Here are my scripts:
imp_selected_mids <- complete(imp_selected_mids, "long", include=T)
> imp_selected_mids <- imp_selected_mids %>%
+ group_by(.imp) %>%
+ mutate(dar_scale = scale(DAR_TOTAL))%>%
+ ungroup()
> imp_selected_mids$dar_scale <- as.numeric(imp_selected_mids$dar_scale)
> imp_selected_test15 <- subset(imp_selected_mids, .imp==15)
> imp_selected_test9 <- subset(imp_selected_mids, .imp==9)
> imp_selected_mids <- as.mids(imp_selected_mids)
> #test
> select_dar15 <- imp_selected_test15$dar_scale
> test15_select_imp <- complete(imp_selected_mids, 15)
> select_dar15_mids <- test15_select_imp$dar_scale
> print(all.equal(select_dar15, select_dar15_mids))
[1] "Mean relative difference: 0.01216397"
#Median split for substance use
> test <- imp_selected_mids
> test <- complete(test, "long", include=T)
> test <- test%>%
+ group_by(.imp) %>%
+ mutate(
+ median_sub_all = median(sum_sub_all, na.rm = TRUE)) %>%
+ ungroup()
> test$median_sub_all <- as.numeric(test$median_sub_all)

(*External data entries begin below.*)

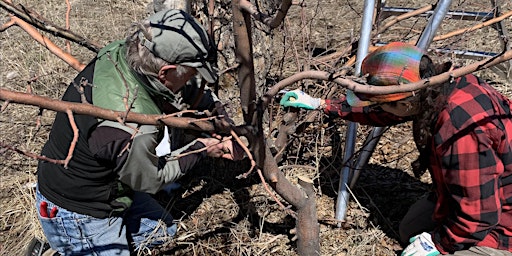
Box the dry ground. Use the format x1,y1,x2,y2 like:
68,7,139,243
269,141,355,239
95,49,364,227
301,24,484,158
0,0,512,255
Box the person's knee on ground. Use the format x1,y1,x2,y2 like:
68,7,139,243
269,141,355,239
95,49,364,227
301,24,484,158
398,193,436,245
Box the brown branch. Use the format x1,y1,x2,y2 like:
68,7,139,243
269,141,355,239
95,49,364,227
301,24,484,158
433,11,512,41
231,130,256,179
263,50,512,104
0,88,215,131
0,0,101,52
239,0,292,29
0,14,85,71
0,16,16,32
0,142,64,164
256,169,297,218
66,0,71,53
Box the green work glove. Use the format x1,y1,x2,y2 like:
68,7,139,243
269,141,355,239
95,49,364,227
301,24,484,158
279,89,320,110
402,232,441,256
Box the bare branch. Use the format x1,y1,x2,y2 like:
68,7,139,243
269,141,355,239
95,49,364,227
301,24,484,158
264,50,512,104
239,0,292,29
0,0,101,52
0,88,215,131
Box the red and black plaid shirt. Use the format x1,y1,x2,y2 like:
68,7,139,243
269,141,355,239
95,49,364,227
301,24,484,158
325,75,512,253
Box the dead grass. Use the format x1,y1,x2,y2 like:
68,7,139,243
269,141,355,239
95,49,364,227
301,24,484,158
0,0,511,255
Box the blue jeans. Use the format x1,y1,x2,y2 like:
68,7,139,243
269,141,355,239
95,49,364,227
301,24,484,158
36,189,176,256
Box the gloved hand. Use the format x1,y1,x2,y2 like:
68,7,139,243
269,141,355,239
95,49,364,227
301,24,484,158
279,89,320,110
402,232,441,256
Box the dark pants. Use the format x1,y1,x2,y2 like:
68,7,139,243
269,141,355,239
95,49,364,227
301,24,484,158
398,195,512,256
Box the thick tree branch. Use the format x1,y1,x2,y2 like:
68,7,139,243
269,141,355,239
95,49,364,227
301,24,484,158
263,47,512,104
0,88,215,131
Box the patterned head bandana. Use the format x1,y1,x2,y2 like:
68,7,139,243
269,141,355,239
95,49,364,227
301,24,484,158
347,42,423,107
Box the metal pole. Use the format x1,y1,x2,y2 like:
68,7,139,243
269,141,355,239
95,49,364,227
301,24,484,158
416,0,452,51
336,0,375,227
336,0,451,220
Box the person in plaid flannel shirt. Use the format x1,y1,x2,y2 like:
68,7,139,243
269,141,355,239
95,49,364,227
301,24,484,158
280,42,512,256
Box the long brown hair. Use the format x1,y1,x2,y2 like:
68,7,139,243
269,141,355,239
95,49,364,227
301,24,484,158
412,55,451,177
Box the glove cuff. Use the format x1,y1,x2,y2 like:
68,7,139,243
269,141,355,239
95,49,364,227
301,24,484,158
310,98,320,109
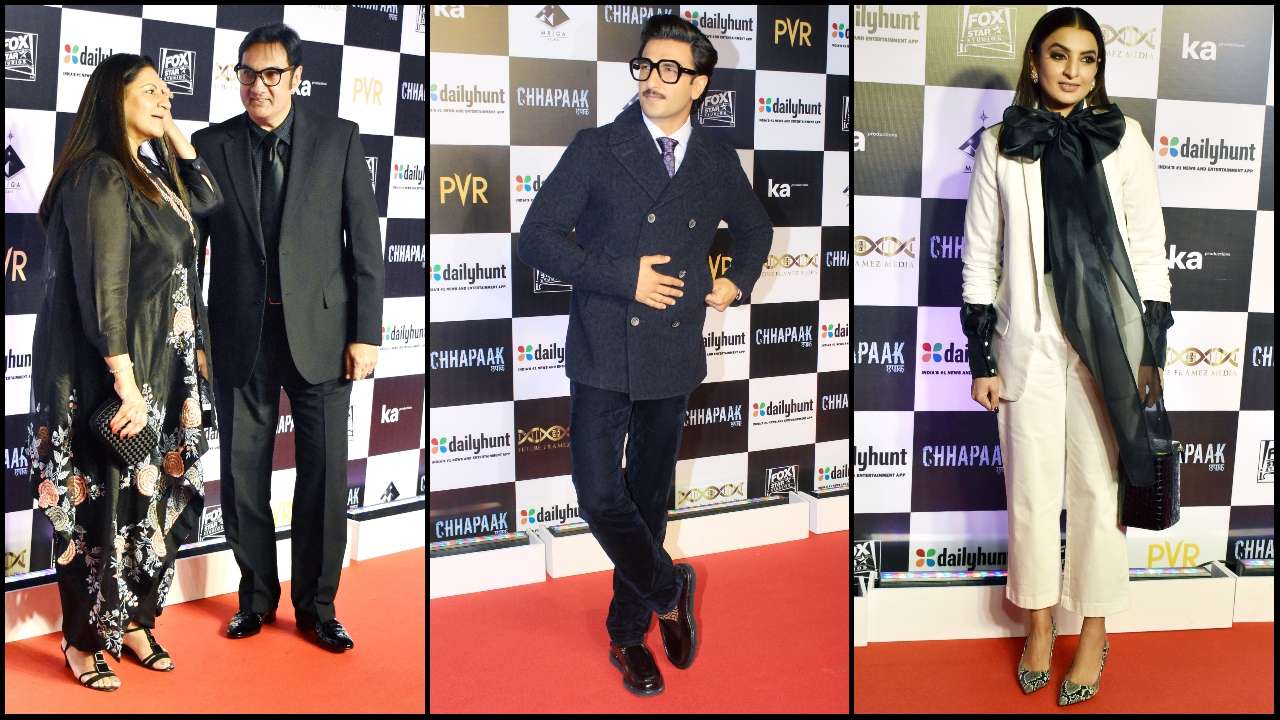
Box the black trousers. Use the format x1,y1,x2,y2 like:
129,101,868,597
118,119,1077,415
570,380,689,646
218,304,351,623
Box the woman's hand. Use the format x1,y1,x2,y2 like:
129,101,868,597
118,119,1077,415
1138,365,1165,407
109,368,147,438
163,96,196,160
969,375,1000,413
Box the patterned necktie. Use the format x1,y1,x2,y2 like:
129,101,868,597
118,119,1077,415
658,137,680,178
259,132,284,299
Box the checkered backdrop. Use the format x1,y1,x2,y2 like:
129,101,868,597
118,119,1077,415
4,5,426,587
429,5,849,548
854,5,1275,570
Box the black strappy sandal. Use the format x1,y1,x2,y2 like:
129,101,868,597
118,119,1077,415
63,641,120,693
122,628,174,673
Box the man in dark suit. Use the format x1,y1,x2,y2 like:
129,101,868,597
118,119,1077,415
192,24,383,652
518,15,773,696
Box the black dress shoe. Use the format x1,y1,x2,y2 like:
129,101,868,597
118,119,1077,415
227,610,275,638
311,619,356,652
609,643,666,697
658,562,698,670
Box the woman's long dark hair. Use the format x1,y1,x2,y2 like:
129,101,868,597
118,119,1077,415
1001,8,1111,149
38,53,191,229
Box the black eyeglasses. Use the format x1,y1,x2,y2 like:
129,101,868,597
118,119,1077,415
631,58,701,85
236,65,297,87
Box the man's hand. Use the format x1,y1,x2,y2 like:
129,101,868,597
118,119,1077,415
347,342,378,380
1138,365,1165,407
635,255,685,310
704,278,737,313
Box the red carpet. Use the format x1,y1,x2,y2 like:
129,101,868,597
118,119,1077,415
430,532,850,715
854,623,1275,715
4,548,426,715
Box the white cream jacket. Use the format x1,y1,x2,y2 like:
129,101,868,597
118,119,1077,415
963,99,1170,401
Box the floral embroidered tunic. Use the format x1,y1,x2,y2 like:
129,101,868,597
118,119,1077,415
27,152,223,660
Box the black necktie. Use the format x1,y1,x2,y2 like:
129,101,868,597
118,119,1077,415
259,132,284,236
257,132,284,300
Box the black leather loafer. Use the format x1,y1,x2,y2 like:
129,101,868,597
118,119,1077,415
227,610,275,639
609,643,666,697
311,619,356,652
658,562,698,670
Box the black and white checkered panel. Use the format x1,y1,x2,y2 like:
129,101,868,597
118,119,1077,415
4,5,428,578
852,5,1275,570
428,5,849,544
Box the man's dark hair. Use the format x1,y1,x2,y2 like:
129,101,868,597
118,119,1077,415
236,23,302,67
636,14,719,111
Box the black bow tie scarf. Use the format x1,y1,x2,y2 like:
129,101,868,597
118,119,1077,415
1000,102,1172,487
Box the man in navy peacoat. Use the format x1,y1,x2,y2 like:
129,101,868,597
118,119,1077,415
517,101,773,400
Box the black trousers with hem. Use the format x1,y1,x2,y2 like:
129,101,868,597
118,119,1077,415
218,304,352,623
570,380,689,646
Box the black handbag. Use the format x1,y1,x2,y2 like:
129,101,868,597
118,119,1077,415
90,397,160,468
1120,397,1183,530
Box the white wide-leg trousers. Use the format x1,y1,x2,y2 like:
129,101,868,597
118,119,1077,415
996,275,1129,618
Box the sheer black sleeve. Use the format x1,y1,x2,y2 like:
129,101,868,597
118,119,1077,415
63,158,129,357
178,158,223,215
1142,300,1174,368
960,302,996,378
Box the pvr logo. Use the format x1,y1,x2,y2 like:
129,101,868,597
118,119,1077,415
773,18,813,47
351,77,383,105
4,247,27,282
1147,541,1199,568
440,173,489,208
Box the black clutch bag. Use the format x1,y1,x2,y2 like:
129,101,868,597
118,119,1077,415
1120,398,1183,530
90,397,160,468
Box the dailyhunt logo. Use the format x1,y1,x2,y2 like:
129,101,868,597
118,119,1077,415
431,263,507,284
431,433,511,455
516,176,543,193
818,323,849,337
516,342,564,363
755,97,822,119
913,546,1009,570
818,464,849,483
920,342,969,363
1160,135,1257,165
63,44,115,67
751,400,813,418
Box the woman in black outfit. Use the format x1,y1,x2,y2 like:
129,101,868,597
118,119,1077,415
28,54,221,691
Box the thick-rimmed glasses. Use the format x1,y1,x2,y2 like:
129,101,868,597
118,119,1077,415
631,58,700,85
236,65,297,87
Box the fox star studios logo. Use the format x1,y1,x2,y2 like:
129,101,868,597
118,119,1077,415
4,29,40,82
160,47,196,95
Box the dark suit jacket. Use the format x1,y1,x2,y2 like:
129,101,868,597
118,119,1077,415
517,102,773,400
191,105,383,387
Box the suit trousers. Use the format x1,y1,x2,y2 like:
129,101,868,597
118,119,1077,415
996,274,1129,618
570,380,689,646
218,304,352,624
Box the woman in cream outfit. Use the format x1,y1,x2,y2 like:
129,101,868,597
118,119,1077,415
963,90,1170,691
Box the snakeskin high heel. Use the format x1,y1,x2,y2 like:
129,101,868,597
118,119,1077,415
1057,639,1111,706
1018,616,1057,694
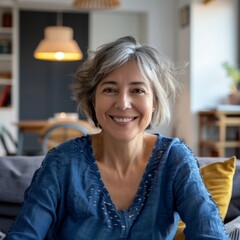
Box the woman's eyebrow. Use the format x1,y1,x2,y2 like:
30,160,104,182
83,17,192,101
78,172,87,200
100,81,147,86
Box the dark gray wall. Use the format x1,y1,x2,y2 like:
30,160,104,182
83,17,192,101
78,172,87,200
19,11,89,153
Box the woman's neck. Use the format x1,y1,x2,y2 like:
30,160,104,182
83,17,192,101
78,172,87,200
95,132,146,176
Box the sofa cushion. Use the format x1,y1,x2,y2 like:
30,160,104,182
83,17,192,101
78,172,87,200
174,157,236,240
198,157,240,223
0,156,43,232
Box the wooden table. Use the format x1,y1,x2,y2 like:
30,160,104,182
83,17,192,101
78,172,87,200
15,119,99,155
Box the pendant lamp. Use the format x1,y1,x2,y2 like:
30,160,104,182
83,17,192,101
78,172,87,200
73,0,120,9
34,13,83,61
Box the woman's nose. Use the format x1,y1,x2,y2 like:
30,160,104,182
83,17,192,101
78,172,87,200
115,93,131,110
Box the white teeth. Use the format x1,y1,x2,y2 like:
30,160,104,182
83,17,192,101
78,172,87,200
113,118,133,122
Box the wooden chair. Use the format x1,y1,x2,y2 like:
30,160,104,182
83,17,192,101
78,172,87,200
40,121,89,155
0,124,18,156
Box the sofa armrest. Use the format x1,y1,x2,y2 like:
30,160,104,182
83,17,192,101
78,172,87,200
225,216,240,240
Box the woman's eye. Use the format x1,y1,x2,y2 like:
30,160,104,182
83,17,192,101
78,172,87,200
132,88,145,94
103,88,115,93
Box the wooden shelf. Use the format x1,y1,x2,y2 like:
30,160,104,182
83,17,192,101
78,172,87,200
198,110,240,157
0,27,13,34
0,53,12,61
0,78,12,85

> test$sub_binary <- ifelse(test$sum_sub_all < test$median_sub_all, 1, 2)
> str(test$sub_binary)
num [1:1092] 1 NA NA 1 NA NA 1 1 1 2 ...
> test$sub_binary <- as.integer(test$sub_binary)
> table(test$sub_binary)
1 2
530 535
> test1 <- subset(test, .imp==1)
> test15 <- subset(test, .imp==15)
> test <- select(test, -median_sub_all)
> test <- as.mids(test)
> #Store each dataset seperately in the environment to access it
> for (i in 1:20) {
+ test_data <- mice::complete(test, action = i)
+ assign(paste0("test_data_", i), test_data)
+ }
> table(test_data_1$sub_binary)
1 2
23 29
> table(test1$sub_binary)
1 2
26 26
Thanks in advance.
I tried working with the code and evaluated whether the difference also occurs in other ways.